The importance of public services in explaining taxpayer behaviour is also reflected in findings from the Afrobarometer survey. Sixteen percent of the respondents provided “poor public services” as the main reason for why people evade taxes. Related to this, Ali et al. (2014) find a positive correlation between satisfaction with the provision of certain public services and tax compliant attitudes.
3. Lack of tax knowledge
Many participants also argued that they simply do not know how tax revenue is used and that this makes them unwilling to pay tax.
“Unfortunately, people who do not know the importance of paying tax do not pay tax.”
“(…) what is important now is for the government to give tax education to citizens on how they can benefit from tax because currently we do not see any advantage of paying tax.”
“(…) education should be given to the public as to why they should pay tax and how will they benefit from it.”
In this brief, we have argued that continued efforts to increase tax compliance and expand the tax base (the number of citizens and companies paying tax) is likely to be an important part of a successful fiscal policy in Tanzania.

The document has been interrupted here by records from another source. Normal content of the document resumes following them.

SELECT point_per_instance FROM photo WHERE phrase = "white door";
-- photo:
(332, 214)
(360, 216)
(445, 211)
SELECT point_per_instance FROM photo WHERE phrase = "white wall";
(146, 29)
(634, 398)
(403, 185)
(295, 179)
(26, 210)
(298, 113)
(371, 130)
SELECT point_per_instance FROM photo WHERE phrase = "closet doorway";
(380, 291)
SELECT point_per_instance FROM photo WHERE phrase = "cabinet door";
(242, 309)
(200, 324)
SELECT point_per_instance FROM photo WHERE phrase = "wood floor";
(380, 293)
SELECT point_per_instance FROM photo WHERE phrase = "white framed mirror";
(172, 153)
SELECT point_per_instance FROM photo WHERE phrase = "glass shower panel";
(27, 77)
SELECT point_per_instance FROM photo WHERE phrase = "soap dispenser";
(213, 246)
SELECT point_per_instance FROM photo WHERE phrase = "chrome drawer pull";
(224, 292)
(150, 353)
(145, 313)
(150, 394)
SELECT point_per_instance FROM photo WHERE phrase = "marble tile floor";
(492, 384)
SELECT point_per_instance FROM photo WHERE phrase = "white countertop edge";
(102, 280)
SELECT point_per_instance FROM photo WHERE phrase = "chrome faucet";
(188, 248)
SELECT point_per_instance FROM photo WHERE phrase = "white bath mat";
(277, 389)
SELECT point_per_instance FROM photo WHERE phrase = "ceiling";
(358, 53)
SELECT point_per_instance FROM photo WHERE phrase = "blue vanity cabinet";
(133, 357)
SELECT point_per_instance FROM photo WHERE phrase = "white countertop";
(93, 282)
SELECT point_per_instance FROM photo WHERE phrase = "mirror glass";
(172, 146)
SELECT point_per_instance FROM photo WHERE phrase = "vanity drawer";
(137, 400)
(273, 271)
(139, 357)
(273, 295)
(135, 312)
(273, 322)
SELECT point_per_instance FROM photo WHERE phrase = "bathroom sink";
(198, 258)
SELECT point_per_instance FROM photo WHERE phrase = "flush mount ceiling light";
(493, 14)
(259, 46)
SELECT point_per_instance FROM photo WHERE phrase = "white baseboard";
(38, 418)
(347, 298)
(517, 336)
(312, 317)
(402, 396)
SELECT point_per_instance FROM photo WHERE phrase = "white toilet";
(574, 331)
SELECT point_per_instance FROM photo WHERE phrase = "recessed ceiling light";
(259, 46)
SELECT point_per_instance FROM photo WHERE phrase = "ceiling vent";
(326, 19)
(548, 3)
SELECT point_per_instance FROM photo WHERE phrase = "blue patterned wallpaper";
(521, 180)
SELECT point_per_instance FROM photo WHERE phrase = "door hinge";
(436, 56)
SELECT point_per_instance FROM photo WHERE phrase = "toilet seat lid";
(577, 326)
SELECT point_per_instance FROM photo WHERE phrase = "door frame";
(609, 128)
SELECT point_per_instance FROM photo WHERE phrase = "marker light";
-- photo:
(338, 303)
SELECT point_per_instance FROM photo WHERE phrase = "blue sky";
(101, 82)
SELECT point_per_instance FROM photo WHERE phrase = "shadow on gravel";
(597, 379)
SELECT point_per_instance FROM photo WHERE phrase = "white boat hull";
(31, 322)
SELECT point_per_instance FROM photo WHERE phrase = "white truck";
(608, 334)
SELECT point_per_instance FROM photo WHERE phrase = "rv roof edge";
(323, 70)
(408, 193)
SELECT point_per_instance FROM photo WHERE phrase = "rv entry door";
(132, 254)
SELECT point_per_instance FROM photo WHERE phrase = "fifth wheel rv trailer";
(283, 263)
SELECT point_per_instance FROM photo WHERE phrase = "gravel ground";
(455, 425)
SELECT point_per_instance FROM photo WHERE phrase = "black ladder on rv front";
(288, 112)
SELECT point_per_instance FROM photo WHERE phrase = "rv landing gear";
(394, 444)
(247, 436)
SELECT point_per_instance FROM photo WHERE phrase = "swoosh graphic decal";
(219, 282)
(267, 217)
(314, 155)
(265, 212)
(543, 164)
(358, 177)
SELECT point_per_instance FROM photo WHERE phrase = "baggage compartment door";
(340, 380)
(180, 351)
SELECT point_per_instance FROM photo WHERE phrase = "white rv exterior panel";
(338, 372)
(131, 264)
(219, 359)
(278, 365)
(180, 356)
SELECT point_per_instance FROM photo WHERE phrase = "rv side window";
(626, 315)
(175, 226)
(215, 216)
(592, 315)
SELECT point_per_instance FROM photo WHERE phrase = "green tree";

A well-functioning non-resource tax system will also be important to induce citizens to hold the government more accountable for public expenditure, including the use of resource revenues. This, in turn, is likely to improve the provision of public services and thereby to increase citizens’ willingness to pay tax.
The results from our survey show that low willingness to pay tax is a significant challenge. High tax rates, poor public services and lack of awareness on taxation and public spending are important factors in explaining the low willingness to pay.
Based on these findings, the following factors may effectively enhance tax compliance in Tanzania:
1.Provide taxpayers with more information about the purpose and use of tax payments.
2.Improve public services and be more sensitive to citizens’ preferences and needs.
3.Make tax payments more affordable and simplified. Addressing the informal sector and cutting down on tax exemptions are complex, challenging, but potentially rewarding areas to focus efforts to broadening the revenue base and building taxpayer culture. In this perspective, the challenge for Tanzania is not only to tax more (i.e. to increase the tax to-GDP ratio), but to tax a larger number of citizens and enterprises more consensually.
Experiences show that taxpayers’ behaviour can be transformed by reforming the tax and expenditure system, leading to both a greater willingness to pay and an increased propensity to mobilise demand for better public services. During this process it is important to strike the right balance between the expansion of the tax base, compliance and enforcement.